TSH levels in the ashwagandha group were significantly decreased compared with the placebo group at 4 weeks (P = 0.0006) and 8 weeks (P = 0.0002).

There were no significant changes in any of the physical, hematologic, or vital parameters that were assessed. Only 1 ashwagandha-treated patient (4%) and 3 placebo-treated patients (12%) reported adverse events (fever, asthenia, cough, and headache), which were mild and temporary.

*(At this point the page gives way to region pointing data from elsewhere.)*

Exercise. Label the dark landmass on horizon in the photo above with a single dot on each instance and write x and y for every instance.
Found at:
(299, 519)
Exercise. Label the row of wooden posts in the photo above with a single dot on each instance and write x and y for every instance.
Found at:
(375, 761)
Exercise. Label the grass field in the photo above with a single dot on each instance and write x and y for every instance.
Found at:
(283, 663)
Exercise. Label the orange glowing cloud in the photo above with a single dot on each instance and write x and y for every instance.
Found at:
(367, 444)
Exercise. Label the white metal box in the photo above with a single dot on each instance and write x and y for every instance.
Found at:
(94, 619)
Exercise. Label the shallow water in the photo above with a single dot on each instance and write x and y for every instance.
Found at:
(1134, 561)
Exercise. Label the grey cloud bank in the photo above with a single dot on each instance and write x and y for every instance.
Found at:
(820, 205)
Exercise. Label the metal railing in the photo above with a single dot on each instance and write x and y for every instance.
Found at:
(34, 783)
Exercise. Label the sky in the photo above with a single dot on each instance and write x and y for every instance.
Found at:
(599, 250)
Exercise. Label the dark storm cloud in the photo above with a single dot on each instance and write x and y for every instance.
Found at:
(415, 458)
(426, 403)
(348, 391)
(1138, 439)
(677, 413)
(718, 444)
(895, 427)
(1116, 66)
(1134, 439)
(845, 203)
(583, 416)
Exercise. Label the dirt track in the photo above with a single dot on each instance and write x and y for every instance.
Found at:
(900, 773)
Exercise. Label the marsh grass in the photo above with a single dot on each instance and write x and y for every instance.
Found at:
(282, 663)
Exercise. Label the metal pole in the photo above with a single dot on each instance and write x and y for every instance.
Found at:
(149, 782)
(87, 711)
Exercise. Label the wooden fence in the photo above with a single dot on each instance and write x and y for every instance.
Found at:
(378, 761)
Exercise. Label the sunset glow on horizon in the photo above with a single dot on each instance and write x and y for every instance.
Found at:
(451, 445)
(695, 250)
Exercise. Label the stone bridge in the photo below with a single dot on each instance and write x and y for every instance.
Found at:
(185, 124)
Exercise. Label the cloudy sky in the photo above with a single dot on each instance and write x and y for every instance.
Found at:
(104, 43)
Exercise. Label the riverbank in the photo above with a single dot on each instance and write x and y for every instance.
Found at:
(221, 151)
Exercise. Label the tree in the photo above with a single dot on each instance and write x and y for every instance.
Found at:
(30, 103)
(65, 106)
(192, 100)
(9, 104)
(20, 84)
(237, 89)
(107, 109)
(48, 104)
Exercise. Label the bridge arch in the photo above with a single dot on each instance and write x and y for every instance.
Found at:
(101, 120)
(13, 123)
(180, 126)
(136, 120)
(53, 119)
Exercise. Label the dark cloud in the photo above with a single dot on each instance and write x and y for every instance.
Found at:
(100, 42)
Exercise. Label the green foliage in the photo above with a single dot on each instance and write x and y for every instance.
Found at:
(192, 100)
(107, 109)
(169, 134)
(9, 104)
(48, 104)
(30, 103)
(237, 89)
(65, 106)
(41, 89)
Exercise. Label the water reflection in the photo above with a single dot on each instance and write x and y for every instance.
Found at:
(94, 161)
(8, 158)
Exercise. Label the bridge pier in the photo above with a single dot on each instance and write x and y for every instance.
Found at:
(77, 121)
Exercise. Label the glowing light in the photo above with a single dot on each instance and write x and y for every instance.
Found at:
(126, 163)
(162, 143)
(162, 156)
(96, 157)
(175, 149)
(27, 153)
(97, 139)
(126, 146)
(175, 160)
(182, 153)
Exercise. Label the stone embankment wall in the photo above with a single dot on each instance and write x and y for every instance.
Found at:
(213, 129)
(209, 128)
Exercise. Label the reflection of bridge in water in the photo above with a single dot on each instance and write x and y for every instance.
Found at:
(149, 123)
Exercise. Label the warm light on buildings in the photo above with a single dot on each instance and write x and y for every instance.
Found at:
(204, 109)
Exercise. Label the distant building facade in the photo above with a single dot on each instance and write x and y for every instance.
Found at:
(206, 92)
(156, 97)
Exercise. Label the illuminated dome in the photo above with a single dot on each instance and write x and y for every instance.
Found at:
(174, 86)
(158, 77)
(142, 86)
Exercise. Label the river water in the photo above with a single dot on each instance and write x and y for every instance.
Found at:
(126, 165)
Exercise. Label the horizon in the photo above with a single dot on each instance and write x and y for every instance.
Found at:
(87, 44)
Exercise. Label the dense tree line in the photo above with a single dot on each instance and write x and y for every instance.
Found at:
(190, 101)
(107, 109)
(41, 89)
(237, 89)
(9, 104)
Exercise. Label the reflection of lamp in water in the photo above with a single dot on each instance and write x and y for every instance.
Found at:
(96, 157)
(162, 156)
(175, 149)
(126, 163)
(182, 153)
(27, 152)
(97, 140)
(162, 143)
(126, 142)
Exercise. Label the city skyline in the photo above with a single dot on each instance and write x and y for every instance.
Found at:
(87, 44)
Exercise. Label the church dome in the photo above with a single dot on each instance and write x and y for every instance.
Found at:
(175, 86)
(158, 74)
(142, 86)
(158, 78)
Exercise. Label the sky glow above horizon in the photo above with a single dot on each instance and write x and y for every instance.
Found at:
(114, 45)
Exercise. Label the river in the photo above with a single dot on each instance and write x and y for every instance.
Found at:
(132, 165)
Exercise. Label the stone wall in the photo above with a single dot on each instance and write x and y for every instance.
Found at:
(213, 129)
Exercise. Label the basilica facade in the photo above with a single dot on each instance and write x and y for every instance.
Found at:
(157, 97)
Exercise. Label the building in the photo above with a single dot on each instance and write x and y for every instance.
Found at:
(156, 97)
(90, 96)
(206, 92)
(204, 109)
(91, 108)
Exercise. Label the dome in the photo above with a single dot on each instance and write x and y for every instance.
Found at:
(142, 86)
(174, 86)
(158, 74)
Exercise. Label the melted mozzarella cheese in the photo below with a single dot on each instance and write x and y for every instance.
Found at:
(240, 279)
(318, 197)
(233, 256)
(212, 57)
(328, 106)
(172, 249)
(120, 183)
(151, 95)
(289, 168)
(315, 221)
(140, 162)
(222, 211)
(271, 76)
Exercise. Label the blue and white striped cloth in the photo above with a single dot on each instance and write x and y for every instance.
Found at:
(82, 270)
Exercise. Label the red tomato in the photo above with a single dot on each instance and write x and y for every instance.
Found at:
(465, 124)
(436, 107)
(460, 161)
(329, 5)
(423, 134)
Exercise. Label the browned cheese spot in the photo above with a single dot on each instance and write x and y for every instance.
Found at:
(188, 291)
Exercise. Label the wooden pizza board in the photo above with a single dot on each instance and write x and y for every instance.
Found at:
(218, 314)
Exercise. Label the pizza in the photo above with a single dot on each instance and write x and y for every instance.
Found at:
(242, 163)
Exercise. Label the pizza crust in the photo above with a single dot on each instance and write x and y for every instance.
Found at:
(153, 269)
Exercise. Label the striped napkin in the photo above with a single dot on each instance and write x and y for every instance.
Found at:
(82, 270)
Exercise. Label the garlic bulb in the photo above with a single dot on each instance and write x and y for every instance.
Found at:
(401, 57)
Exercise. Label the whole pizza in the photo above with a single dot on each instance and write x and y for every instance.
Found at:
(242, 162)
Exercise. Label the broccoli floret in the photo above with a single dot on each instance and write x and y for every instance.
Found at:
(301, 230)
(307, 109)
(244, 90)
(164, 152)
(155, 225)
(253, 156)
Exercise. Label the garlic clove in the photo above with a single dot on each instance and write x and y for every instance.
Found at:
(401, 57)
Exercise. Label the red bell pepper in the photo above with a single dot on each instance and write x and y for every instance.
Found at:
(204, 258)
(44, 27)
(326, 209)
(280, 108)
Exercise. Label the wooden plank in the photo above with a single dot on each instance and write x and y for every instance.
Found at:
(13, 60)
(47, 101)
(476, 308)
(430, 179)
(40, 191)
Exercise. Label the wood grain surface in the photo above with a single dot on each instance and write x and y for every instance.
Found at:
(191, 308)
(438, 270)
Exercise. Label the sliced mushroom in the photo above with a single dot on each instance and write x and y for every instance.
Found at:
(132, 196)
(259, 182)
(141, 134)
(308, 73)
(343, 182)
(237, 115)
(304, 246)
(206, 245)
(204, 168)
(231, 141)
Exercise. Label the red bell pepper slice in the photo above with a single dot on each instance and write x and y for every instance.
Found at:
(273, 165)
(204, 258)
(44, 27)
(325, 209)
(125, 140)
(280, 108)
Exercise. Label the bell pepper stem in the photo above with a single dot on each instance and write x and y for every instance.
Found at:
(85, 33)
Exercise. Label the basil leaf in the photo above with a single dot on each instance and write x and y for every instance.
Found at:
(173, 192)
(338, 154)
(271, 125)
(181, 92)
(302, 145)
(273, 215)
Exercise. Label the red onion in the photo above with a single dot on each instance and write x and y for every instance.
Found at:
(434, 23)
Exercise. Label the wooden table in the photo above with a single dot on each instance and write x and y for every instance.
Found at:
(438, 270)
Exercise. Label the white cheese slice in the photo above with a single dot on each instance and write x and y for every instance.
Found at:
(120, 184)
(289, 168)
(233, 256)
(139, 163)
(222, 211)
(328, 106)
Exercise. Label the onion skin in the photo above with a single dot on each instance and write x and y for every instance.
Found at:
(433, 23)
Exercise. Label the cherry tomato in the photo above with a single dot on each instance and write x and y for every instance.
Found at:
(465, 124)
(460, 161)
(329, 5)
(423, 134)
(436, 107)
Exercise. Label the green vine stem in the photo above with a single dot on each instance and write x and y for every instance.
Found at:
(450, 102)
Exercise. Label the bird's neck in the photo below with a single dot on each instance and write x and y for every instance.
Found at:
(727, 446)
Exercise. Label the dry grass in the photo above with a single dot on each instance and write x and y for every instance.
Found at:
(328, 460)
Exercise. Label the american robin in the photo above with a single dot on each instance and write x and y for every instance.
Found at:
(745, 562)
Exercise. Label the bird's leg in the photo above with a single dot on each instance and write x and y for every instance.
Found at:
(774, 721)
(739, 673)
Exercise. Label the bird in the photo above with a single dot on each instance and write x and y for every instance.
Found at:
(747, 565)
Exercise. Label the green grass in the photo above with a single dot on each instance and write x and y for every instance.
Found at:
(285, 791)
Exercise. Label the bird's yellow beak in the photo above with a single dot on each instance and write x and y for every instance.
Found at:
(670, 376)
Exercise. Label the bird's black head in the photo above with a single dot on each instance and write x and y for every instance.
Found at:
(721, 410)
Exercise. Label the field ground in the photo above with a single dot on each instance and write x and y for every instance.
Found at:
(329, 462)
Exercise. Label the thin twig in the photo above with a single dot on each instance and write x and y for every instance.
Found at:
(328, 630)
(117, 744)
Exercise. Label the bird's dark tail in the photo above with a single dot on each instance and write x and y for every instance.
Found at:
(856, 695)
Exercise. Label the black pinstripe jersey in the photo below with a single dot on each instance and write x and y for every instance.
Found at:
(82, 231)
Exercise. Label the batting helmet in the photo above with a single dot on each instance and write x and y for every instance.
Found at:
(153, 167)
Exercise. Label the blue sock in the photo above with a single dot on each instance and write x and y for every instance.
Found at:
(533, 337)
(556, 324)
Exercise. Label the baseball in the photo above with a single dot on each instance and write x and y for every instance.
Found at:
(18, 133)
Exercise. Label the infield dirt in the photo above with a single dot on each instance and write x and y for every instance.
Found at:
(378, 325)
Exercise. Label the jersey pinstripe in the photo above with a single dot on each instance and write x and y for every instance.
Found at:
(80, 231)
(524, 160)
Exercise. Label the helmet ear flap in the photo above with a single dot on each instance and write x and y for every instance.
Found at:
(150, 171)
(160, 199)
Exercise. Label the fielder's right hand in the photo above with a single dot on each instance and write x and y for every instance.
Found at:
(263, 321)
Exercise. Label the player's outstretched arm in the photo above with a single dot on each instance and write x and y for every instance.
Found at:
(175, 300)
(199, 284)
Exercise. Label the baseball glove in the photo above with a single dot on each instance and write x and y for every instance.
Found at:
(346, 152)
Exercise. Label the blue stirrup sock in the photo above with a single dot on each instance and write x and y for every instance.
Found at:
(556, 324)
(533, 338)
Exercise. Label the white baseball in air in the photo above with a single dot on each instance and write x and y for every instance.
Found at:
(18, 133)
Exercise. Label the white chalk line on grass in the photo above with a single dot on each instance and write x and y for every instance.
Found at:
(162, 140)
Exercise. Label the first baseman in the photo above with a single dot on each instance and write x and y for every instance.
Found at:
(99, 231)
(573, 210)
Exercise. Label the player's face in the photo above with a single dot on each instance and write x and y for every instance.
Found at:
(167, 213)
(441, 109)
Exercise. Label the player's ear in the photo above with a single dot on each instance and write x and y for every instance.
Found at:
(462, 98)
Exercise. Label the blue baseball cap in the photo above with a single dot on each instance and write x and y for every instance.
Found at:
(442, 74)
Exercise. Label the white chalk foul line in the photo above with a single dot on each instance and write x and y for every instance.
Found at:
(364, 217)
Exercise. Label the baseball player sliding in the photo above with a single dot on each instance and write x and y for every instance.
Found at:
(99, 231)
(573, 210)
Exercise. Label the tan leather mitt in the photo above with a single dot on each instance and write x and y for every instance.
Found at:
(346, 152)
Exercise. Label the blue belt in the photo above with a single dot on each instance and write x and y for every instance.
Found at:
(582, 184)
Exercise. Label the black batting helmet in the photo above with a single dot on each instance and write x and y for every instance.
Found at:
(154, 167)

The authors conclude that 8 weeks of treatment with 600 mg/day of ashwagandha root extract containing 5% withanolides safely normalized thyroid indices in patients with SCH. It is hypothesized that ashwagandha may exert these effects by modulating the activity of the hypothalamic-pituitary-thyroid axis. As this was a pilot study of a relatively small population, the authors point out that a larger trial with a longer duration is required to confirm efficacy and to further assess safety, as there has been 1 case report of thyrotoxicosis attributed to ashwagandha consumption. Another limitation is that blood samples were not screened for the presence of the anti-thyroid antibodies which are indicative of the chronic autoimmune disorder Hashimoto's thyroiditis (HT). Epidemiological evidence suggests that the progression to overt hypothyroidism is catalyzed in patients with HT compared to non-HT patients and these 2 sub-populations (HT and non-HT) may respond differently to ashwagandha treatment.

This pilot study is registered in the Clinical Trial Registry of India and the report conforms with the CONSORT (Consolidated Standards of Reporting Trials) guidelines. The authors report no conflict of interest. They thank the manufacturer (Ixoreal Biomed) for supplying the study material.